Christmas Eve Seafood Supper
You won't have to go fishing for compliments when you serve this distinctive holiday dinner on Christmas Eve.
Shrimp with Lemon Linguine—featuring shrimp, mushrooms and red pepper swimming in a light cream sauce—rivals any fare found in seafood restaurants. (For a more meaty meal, you'll reel in rave reviews with Beef Burgundy.)
Dinner guests will dive into Chocolate Mousse, a "must have" on any holiday menu.
Schedule for Christmas Eve Dinner
A Few Weeks Before:
- Prepare two grocery lists—one for nonperishable items to purchase now and one for perishable items to purchase a few days before Christmas Eve.
- Make the Icy Votive Candle Holders (see directions below).
The Day Before:
- Buy shrimp for Shrimp with Lemon Linguine and remaining grocery items.
- Set the table.
- Make the Chocolate Mousse. Cover and refrigerate.
- If you're also serving Beef Burgundy, cube the sirloin tip roast and marinate overnight. Prepare the pearl onions; cover and refrigerate.
- Prepare dough for Homemade Crescent Rolls. Cover and chill overnight.
Christmas Eve Day:
- In the morning, crush ice for the Brilliant Christmas Sunset.
- For Shrimp with Lemon Linguine, peel and devein shrimp, squeeze lemons for juice and grate lemon peel.
- Assemble salad greens and fruit for Crown Jewel Salad; cover and refrigerate. Prepare salad dressing and store at room temperature.
- Bake Homemade Crescent Rolls. Cool and store in an airtight container at room temperature.

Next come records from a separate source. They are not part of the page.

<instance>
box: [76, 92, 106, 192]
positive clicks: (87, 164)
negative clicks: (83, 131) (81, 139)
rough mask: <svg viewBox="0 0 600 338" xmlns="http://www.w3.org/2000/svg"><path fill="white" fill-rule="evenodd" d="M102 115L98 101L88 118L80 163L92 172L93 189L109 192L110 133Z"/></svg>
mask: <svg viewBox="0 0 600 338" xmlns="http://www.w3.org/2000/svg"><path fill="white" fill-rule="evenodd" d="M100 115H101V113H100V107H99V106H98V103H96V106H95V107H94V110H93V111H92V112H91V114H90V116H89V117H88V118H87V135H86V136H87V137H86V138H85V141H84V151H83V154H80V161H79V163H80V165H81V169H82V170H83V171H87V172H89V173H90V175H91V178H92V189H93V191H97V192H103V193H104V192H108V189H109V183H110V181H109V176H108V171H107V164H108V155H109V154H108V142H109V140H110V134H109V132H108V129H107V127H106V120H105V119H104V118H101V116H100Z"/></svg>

- If serving Beef Burgundy, prepare it 2 to 3 hours before dinner is to be served.
- As guests arrive, assemble the Brilliant Christmas Sunset.
- Make Shrimp with Lemon Linguine; serve with Beef Burgundy, Crown Jewel Salad and Homemade Crescent Rolls.
- For dessert, serve Chocolate Mousse.
Icy Votive Candle Holders
Corn syrup is the secret to bringing a bit of Jack Frost to your table! We set the "painted" candle holders on a cobalt blue glass tray and added some clear sparkling stones, but the candle holders can also be used by themselves.
- 2 tablespoons light corn syrup
- Blue gel or paste food coloring, optional
- Three clear glass votive candle holders and candles
- Pastry brush
- Waxed paper
Place corn syrup in a small bowl; tint with food coloring if desired. Immediately apply the corn syrup to the outside of candle holders with pastry brush, using a random pattern of brush strokes. Set candle holders on waxed paper until dry to the touch. These candle holders can be made weeks in advance.
Editor's Note: Handle the candle holders with dry hands. If your hands are wet, some of the syrup may rub off. To remove the corn syrup from the candle holders, simply wash in warm soapy water.
"Painting" Candle Holders
Holding the candle holder on the inside, apply corn syrup with a pastry brush to the outside, using random brush strokes. To achieve the icy look, let the strokes of the brush show…don't try to smooth them out. Set on waxed paper to dry.